Python SDK for Compresr - Intelligent prompt compression service
Project description
Compresr Python SDK
Intelligent context compression service to optimize LLM costs and performance. Reduce your LLM API costs by 30-70% through intelligent context compression.
Installation
pip install compresr
Quick Start
API Key Setup
Get your API key from compresr.ai:
- Create an account at compresr.ai
- Navigate to Dashboard → API Keys
- Click "Create New Key" and copy it (shown only once!)
Two Types of Compression
1. Agnostic Compression (No Question Needed)

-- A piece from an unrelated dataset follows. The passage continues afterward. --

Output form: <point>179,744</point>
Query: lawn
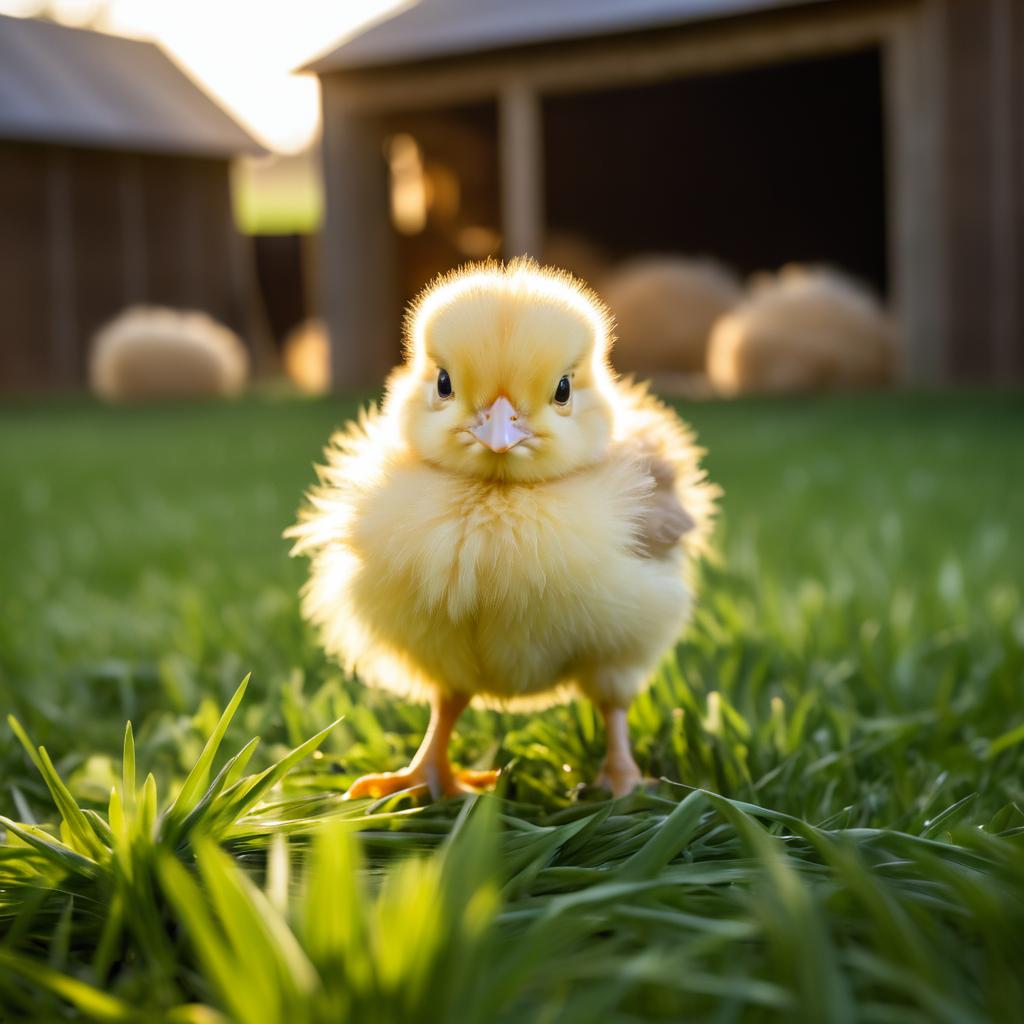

Use CompressionClient for general-purpose compression:
from compresr import CompressionClient
client = CompressionClient(api_key="cmp_your_api_key")
result = client.compress(
context="Your very long context that needs compression...",
compression_model_name="A_CMPRSR_V1" # or "A_CMPRSR_V1_FLASH" for speed
)
print(f"Original: {result.data.original_tokens} tokens")
print(f"Compressed: {result.data.compressed_tokens} tokens")
print(f"Saved: {result.data.tokens_saved} tokens")
2. Question-Specific Compression
Use QSCompressionClient to compress based on a specific question:
from compresr import QSCompressionClient
client = QSCompressionClient(api_key="cmp_your_api_key")
result = client.compress(
context="Python was created in 1991. JavaScript in 1995. Java in 1995.",
question="Who created Python?",
compression_model_name="QS_CMPRSR_V1"
)
print(f"Compressed (question-relevant): {result.data.compressed_context}")
print(f"Saved: {result.data.tokens_saved} tokens")
Integration with OpenAI
Agnostic compression:
from compresr import CompressionClient
from openai import OpenAI
compresr = CompressionClient(api_key="cmp_xxx")
openai_client = OpenAI(api_key="sk-xxx")
compressed = compresr.compress(
context="Your long system prompt or document...",
compression_model_name="A_CMPRSR_V1"
)
response = openai_client.chat.completions.create(
model="gpt-4o",
messages=[
{"role": "system", "content": compressed.data.compressed_context},
{"role": "user", "content": "Analyze this data..."}
]
)
print(f"Saved {compressed.data.tokens_saved} tokens!")
Question-specific compression (RAG/QA):
from compresr import QSCompressionClient
from openai import OpenAI
compresr = QSCompressionClient(api_key="cmp_xxx")
openai_client = OpenAI(api_key="sk-xxx")
user_question = "What is machine learning?"
# Compress retrieval results based on the question
compressed = compresr.compress(
context="Retrieved documents with lots of information...",
question=user_question,
compression_model_name="QS_CMPRSR_V1"
)
response = openai_client.chat.completions.create(
model="gpt-4o",
messages=[
{"role": "system", "content": compressed.data.compressed_context},
{"role": "user", "content": user_question}
]
)
Streaming Support
Both clients support real-time streaming:
from compresr import CompressionClient, QSCompressionClient
# Agnostic streaming
client = CompressionClient(api_key="cmp_your_api_key")
for chunk in client.compress_stream(
context="Your long context...",
compression_model_name="A_CMPRSR_V1"
):
print(chunk.content, end="", flush=True)
# Question-specific streaming
qs_client = QSCompressionClient(api_key="cmp_your_api_key")
for chunk in qs_client.compress_stream(
context="Your long context...",
question="What is important here?",
compression_model_name="QS_CMPRSR_V1"
):
print(chunk.content, end="", flush=True)
Async Support
Both clients support async/await:
import asyncio
from compresr import CompressionClient, QSCompressionClient
async def main():
# Agnostic async
client = CompressionClient(api_key="cmp_your_api_key")
result = await client.compress_async(
context="Your context...",
compression_model_name="A_CMPRSR_V1"
)
# Question-specific async
qs_client = QSCompressionClient(api_key="cmp_your_api_key")
qs_result = await qs_client.compress_async(
context="Your context...",
question="What matters here?",
compression_model_name="QS_CMPRSR_V1"
)
await client.close()
await qs_client.close()
asyncio.run(main())
Batch Processing
Both clients support batch processing:
from compresr import CompressionClient, QSCompressionClient
# Agnostic batch
client = CompressionClient(api_key="cmp_your_api_key")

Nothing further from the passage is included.